The power amplifier shield was next. The actual amplifier is still wrapped in its anti-static plastic, and won't be installed until after some tests and alignments are performed at low power. The narrow green PC board with a white sticker in the amplifier cavity (yellow arrow) is a jumper that connects the low-power output to the antenna tuner. Ultimately the amplifier will replace this jumper board.


13¼ hours

I mounted the speaker on the top panel, but that won't be installed until later. The two-piece bottom panel was next. This holds the feet and a flip-down tilt stand.

I knocked-off at this point because it was late, and the assembly manual said, This completes the assembly of your K3s/10 transceiver. Next perform the Initial Test and Calibration procedures below to ensure your K3s is operating properly.

Sounds like a lot to do, so I'll start fresh tomorrow.

April 8, 2016 – Pause

I didn't make much more progress today due to various unrelated factors. I hope to finish tomorrow.

April 9, 2016 – Final assembly, initial testing


19 hours

At last the K3s is complete! I spent several hours creating a temporary test setup, then conducted the prescribed configurations, calibrations, and tests. After these, I installed the 100W amplifier, and ran some more calibrations and tests.

After everything checked out, I connected the hand microphone and made my first contact – W4T, national Parks on the Air Special Event station TR-12 in eastern Tennessee on 40 meter SSB. He gave me a 59 signal report, and said the audio sounded fine.

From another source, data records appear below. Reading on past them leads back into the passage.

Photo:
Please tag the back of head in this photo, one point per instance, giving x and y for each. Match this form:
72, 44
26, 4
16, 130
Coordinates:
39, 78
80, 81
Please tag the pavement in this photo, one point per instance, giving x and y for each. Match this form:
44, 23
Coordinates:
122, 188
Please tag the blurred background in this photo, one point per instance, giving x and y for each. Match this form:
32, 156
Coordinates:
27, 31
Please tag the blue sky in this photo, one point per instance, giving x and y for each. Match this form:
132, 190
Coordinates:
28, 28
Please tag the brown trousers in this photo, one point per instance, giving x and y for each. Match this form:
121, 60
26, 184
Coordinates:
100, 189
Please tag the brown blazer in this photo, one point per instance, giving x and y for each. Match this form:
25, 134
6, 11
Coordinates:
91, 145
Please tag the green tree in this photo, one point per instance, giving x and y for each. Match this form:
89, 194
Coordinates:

This photo shows the test setup, with power, ground, and antenna cables strung across my desk between the keyboard and the monitor.


April 11, 2016 – installed in shack

After coping all weekend with the K3 and cables cluttering my desk, I bit the bullet, and re-routed the cables, then slid the K3 into its new home, the hutch bay. It's fairly convenient there, but I can expect I'll be moving the mouse pad occasionally as I use the rig.

I ordered the matching P3 panadapter today. This "band scope" displays signals over a wide swath of the band. I used the PX3 panadapter with the KX3, but sold it when I retired that rig. After only two days of operating without one, I concluded that seeing the "big picture" was a benefit I needed right away.